A Stranger in a Strange Land

I can’t remember ever not feeling like I didn’t belong.  My Mother always used to say ‘why can’t you be normal?’  But I didn’t want to be normal if it meant telling lies, being dishonest, playing games with others in order to subscribe to the British stiff upper lip and ‘what will the neighbours think?’ way of life.  I rebelled, and fought and raged against the machine.  I have for 45 years.

But it must be so peaceful being normal, going along with the flow, working for ‘the man’, believing what the media tells you, telling lies (big and small) so as not to offend people, eating meat, drinking alcohol, taking pills for headaches etc, eating fast food, drinking too much coffee every day etc.,

Just being like everyone else.  Being ‘normal’.  It would be great.  Instead of all this wrestling in my heart and soul, this determination to live long and well and healthily, this aversion to putting toxins or poisons in my body so I can be ‘present’ and ‘real’ and ‘here’ and make the most of my time on this beautiful planet rather than deaden or numb or placate myself with platitudes and packaged food and pills.
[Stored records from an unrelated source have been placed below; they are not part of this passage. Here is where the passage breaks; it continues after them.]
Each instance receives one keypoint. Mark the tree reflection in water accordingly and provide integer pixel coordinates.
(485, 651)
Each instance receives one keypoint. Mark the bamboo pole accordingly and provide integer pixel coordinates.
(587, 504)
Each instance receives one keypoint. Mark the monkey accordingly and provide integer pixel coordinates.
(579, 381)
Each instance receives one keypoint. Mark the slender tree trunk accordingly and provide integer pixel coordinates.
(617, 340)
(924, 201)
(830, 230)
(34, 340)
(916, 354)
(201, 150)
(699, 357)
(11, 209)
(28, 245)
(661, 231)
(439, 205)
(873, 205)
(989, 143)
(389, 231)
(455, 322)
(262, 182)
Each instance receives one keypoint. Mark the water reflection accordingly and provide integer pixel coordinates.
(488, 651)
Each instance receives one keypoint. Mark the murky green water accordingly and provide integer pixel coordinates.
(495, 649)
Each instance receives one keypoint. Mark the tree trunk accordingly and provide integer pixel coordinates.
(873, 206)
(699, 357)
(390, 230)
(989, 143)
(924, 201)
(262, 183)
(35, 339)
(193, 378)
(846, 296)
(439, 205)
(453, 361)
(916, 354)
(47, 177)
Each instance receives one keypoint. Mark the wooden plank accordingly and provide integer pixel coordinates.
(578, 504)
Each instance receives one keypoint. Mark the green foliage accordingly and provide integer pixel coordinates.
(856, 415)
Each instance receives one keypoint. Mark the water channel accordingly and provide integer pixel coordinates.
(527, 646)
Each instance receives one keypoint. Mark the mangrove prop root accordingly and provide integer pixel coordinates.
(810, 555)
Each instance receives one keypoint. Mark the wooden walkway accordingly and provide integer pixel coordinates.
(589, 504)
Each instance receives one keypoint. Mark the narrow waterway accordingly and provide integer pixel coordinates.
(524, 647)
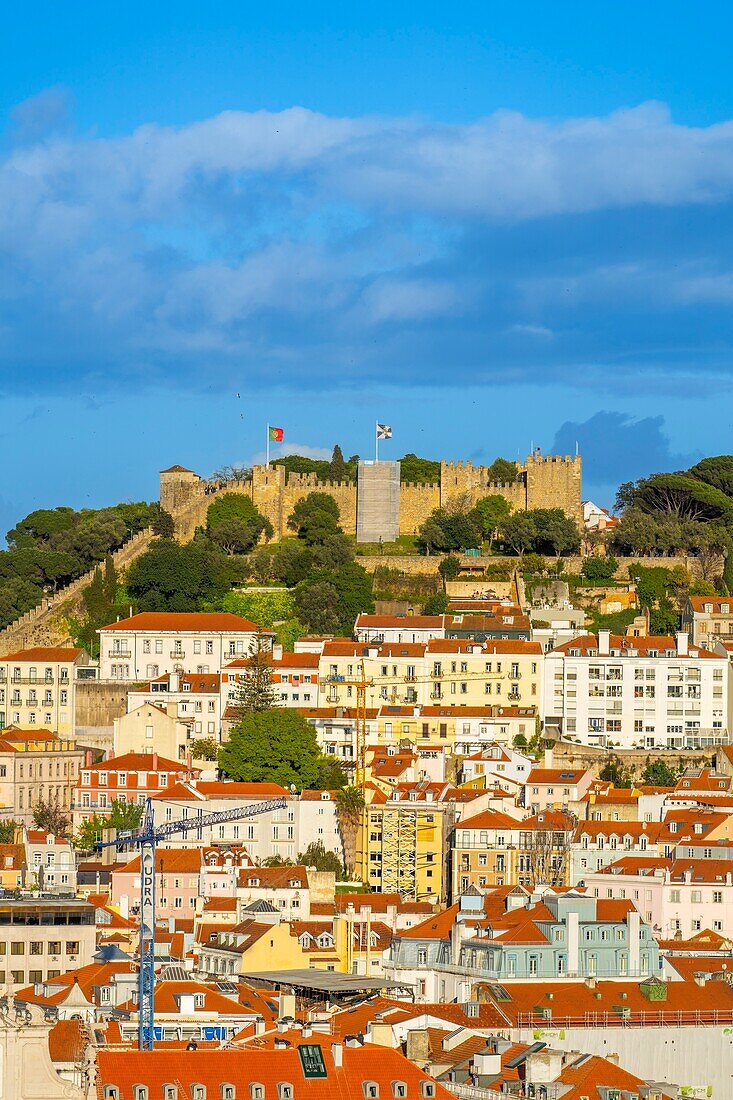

Right now I long for such oblivion.  I’ve got such a headache from all the tooth problems I have had recently and I’m so tired of being shattered and broken open as my heart opens finally and I see myself for who and what I have been all my life and I don’t like it, and there is nowhere to hide.  A holiday in the form of alcohol or drugs is so tempting, but I guess I won’t, I’ll keep soldiering on and doing it my way (raw, unadulterated and conscious) and keep on keeping on.

I guess it’s rather like our birthing choices.  The masses choose to do it medicated, pain free, in an institution and with as much intervention as possible.  The small minority choose to do it naturally, at home, conscious, drug free and strong, powerful and raw.

I’m not alone.  There are others, making the same choices, with the same beliefs and passions and commitment to fully experiencing their lives, themselves, this time round.  But we are far flung and all walking lonely paths, ridiculed by the media, the masses and the mob.

So be it.  At the end of each day and at the end of my life I have only myself to answer to . . . was I brave, was I strong, did I learn, did I change, did I feel, did I make a difference, did I love enough, is the world a better or  worse place for me having walked it for some brief nanosecond in its history?

Right now the answer to those questions is not good or heartening – it is deep, dark and uncomfortable, but there is an egg of hope in my heart that I can face up to myself with a little more love soon.

At least I am delving and digging into myself, at least I am asking myself big questions, at least I am brave enough to see myself, to know myself and still be standing tentatively on the planet.  Maybe if there were more people doing this work, the world would be a kinder place.

Don’t be a sheep, little lamb, be a shepherd!